Fortunes et impôt sur le revenu : pourquoi les plus riches paient si peu
Le taux d'imposition des 0,1 % des foyers les plus riches atteint 26 %. Décryptage sur ces gros patrimoines qui échappent à l'impôt sur le revenu.
12 sept. 2026 · Rédaction IAKA · source : Le Figaro — Impôts

Le débat autour de la contribution fiscale des ménages les plus fortunés refait surface, notamment en ce qui concerne l'impôt sur le revenu. Des analyses récentes révèlent des données significatives quant au taux d'imposition effectif appliqué aux 0,1 % des foyers les plus riches. Ces chiffres interrogent la progressivité du système fiscal et la perception de l'équité.

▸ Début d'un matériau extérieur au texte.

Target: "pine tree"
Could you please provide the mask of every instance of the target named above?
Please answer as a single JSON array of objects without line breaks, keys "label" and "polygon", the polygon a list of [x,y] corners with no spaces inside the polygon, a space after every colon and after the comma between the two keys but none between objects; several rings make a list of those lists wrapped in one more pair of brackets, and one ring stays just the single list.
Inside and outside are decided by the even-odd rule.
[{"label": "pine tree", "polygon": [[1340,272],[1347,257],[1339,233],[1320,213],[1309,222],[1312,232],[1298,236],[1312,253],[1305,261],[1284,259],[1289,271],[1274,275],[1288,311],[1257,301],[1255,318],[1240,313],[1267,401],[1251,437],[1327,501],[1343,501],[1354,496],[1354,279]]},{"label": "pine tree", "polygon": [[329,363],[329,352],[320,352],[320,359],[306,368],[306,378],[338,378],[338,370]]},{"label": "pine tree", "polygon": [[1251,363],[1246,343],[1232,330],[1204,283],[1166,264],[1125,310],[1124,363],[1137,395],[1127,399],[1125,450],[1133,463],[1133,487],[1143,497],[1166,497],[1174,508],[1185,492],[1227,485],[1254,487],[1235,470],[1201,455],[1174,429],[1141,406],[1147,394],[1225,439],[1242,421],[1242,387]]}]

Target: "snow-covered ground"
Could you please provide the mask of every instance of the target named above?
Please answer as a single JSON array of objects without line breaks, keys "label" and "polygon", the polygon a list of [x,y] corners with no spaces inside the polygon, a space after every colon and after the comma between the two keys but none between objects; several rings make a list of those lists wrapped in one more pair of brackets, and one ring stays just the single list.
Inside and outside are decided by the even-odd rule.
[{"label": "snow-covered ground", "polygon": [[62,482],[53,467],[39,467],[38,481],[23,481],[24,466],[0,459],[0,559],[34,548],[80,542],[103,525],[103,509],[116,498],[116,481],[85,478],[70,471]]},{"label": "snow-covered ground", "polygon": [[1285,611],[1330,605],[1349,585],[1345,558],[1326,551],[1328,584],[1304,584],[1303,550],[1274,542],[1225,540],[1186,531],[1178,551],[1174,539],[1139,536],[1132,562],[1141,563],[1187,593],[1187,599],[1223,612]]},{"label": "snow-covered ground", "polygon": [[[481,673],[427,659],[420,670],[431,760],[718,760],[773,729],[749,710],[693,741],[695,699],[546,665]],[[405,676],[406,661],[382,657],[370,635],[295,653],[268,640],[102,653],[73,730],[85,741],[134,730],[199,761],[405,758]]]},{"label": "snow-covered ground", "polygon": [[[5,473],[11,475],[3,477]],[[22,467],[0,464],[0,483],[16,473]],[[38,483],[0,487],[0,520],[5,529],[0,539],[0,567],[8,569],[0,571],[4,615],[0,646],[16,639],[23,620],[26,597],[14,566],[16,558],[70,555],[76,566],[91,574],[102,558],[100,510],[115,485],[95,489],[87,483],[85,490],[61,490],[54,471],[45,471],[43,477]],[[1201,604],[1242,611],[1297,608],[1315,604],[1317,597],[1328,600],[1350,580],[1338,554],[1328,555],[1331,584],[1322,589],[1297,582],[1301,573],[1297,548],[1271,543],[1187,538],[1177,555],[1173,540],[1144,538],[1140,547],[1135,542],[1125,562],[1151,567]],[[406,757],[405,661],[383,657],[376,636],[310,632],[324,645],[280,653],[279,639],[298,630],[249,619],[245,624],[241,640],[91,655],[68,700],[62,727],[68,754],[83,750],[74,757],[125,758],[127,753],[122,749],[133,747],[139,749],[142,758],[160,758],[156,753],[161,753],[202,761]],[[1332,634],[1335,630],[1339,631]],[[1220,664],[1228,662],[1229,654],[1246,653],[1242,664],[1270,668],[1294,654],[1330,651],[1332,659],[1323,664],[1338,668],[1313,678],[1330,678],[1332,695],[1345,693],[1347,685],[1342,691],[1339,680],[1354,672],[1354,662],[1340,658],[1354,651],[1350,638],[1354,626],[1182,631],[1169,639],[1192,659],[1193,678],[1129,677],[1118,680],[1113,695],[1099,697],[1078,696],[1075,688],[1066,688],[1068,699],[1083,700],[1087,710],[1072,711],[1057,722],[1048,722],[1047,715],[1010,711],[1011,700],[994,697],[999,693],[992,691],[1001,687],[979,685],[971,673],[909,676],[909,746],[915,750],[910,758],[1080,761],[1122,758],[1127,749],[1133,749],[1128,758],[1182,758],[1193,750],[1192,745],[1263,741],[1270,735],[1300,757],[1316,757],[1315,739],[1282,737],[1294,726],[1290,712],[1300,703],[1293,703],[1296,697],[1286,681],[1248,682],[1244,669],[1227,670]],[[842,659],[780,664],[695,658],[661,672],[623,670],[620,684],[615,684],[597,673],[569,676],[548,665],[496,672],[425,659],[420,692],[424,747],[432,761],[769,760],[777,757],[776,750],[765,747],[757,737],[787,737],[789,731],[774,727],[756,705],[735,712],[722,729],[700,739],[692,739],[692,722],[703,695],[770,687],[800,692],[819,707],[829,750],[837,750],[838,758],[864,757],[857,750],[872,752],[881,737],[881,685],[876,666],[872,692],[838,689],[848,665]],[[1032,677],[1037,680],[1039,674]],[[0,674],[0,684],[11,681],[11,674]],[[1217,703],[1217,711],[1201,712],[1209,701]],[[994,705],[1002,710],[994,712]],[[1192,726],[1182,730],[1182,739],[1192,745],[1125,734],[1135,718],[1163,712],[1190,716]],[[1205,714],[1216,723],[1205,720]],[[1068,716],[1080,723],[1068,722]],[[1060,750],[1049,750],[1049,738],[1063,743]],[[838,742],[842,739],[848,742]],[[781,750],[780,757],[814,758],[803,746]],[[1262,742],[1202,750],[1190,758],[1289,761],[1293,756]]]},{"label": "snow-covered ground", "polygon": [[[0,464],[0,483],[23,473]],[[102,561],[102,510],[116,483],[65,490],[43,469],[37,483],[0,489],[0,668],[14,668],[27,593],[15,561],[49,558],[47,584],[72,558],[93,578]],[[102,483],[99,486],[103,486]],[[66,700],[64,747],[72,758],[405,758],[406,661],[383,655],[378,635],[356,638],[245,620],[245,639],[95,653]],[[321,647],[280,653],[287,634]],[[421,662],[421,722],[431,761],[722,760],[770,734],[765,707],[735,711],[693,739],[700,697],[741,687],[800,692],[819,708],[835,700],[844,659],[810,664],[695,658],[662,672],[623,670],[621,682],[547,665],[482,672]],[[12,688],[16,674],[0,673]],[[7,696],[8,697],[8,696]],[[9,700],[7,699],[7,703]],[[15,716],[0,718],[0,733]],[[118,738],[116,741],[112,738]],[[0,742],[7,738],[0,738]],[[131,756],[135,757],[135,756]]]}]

Il apparaît que le taux d'imposition sur le revenu pour la tranche des 0,1 % des foyers les plus aisés a connu une évolution notable. Ce taux, qui représente la part de leurs revenus réellement prélevée par l'impôt sur le revenu, s'établit désormais à 26 %. Cette information est cruciale pour comprendre la contribution fiscale de ces patrimoines importants.
Ce pourcentage soulève des questions sur les mécanismes et les dispositifs fiscaux permettant une telle situation. Plusieurs facteurs peuvent expliquer cette dynamique, incluant les régimes d'exonération, les niches fiscales ou encore la composition des revenus de ces foyers, qui peuvent inclure une part importante de revenus du capital soumis à une fiscalité différente. La discussion autour de ces éléments est essentielle pour évaluer la pertinence et l'efficacité des politiques fiscales actuelles.
La rubrique "professions-libérales" fait écho à cette problématique, car de nombreux professionnels libéraux, par la nature de leurs activités et la gestion de leur patrimoine, peuvent être concernés par ces mécanismes.